Krager is hopeful that room soon also will contain a telemedical machine, a webcam that would allow Flathead veterans to connect face-to-face with doctors at the VA hospital in Helena via a secure Internet connection.
Typically such machines cost tens of thousands of dollars, but Krager says Cisco in Spokane will sell one to Samaritan House for $9,000 if the organization can come up with the money.
Ultimately, Krager hopes the administrative center will house its own dental and medical clinics.

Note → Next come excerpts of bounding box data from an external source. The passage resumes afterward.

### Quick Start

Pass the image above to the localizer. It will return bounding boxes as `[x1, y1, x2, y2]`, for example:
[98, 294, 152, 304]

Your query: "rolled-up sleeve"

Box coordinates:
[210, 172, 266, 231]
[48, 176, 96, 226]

One thing not in the center’s future is more beds — those will be at the main shelter.
“Parents in the school were worried about beds,” Krager said.
Even without allowing people to sleep in the administrative center, having the second building has allowed Samaritan House to add another 11 beds to its shelter, about a 20 percent increase, Krager said.
“That’s a pretty good bump for the shelter,” he said.
That bump hasn’t been enough to meet the need, however.
“They were full the day we made them,” Krager said of the new beds. “Every bed is full every night.”
Krager estimates the Flathead’s homeless population to be around 488 people every January, when the annual Montana Homeless Survey is taken. That number doubles or triples in the summer, he said.
“Samaritan House is about 15 to 18 percent of what is needed to address homelessness” in the valley, Krager said. “The homelessness issue got bigger than we are.”
His hope is that moving the kitchen to the administration center ultimately will open up even more beds in the shelter.
“As we get a routine established — it’s going to be a big, messy transition — we’ll add probably a dozen more” beds, Krager said.
That step is maybe a year away, he added. Adding those beds will involve closing the kitchen at the shelter entirely. “It’s like the point of no return,” he said.
But if they add beds, the shelter will be able to give more people a safe place to sleep and turn away fewer people in need.
“If I’m the guy working to address homelessness, we have to always be growing,” Krager said.